Une fois que le rhodora a dépensé la beauté de ses fleurs, il se retire dans le fond des verts sourds de la forêt en été. Photo de Janet Novak.
Jamais une plante d’une beauté aussi frappante n’a reçu un nom aussi banal : Rhodora. Bien que cela puisse sembler exotique, une fois que le nom scientifique est révélé, il est évident d’où vient le nom commun. Pourtant, ce nom est un vestige de ce qui était autrefois un genre distinct. Au XIXe siècle, incapables de justifier l’inclusion de l’espèce dans le genre Rhododendron, les taxonomistes de l’époque ont placé cette espèce dans un genre à part entière : le genre Rhodora. Aujourd’hui, cette décision a été renversée mais l’ancien nom de genre est conservé dans le nom commun de Rhododendron canadense, ou Rhodora, un membre de la famille des éricacées (Ericaceae). Cette espèce fait partie de l’identité botanique de générations de botanistes de la Nouvelle-Angleterre, d’Asa Gray à Merritt Fernald en passant par Arthur Haines. Son nom et son image sont même utilisés comme logo du prestigieux New England Botanical Club, dont la revue trimestrielle « Rhodora » est publiée sans interruption depuis 1899.

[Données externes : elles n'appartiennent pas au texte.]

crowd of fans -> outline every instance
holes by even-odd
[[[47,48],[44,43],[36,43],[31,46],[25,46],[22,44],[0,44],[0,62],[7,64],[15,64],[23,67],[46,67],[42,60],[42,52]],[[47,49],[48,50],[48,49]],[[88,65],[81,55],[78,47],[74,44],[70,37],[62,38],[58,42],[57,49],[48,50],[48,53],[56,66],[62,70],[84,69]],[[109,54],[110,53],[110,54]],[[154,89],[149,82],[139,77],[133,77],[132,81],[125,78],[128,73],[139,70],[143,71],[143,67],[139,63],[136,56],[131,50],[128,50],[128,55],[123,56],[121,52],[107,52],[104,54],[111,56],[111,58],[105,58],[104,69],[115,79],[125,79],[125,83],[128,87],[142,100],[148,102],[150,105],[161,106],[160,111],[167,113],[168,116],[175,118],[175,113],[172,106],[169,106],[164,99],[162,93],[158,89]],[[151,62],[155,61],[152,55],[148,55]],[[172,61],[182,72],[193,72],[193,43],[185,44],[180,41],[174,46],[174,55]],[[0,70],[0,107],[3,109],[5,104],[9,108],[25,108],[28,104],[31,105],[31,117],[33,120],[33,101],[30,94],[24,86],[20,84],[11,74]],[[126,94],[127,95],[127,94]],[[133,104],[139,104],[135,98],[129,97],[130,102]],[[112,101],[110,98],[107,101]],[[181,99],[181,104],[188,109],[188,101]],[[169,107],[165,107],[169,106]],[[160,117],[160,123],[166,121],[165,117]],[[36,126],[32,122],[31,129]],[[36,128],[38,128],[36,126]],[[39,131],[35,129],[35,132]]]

C’est peut-être l’adaptabilité et la beauté de cette espèce qui l’a embossée dans la conscience botanique des habitants du nord-est. S’étendant de la Pennsylvanie et du nord du New Jersey jusqu’au nord de l’Ontario, du Québec et des Maritimes canadiennes, la floraison de cette espèce est un signe certain que l’été n’est pas loin. Le Rhodora est une espèce d’une grande plasticité dans son aire de répartition. Des explosions massives de rose éclatent dans les zones humides et les marécages des basses terres à partir du milieu ou de la fin mai. Dans ces endroits, l’espèce est plus connue pour l’abondance de sa floraison que pour la beauté de ses fleurs individuelles. La masse de couleur est le résultat de l’apparition des fleurs avant ou en même temps que l’émergence des feuilles. Ainsi, contrairement à la plupart des autres membres de la famille des bruyères, il n’y a pas de feuilles pour interférer avec notre observation des fleurs.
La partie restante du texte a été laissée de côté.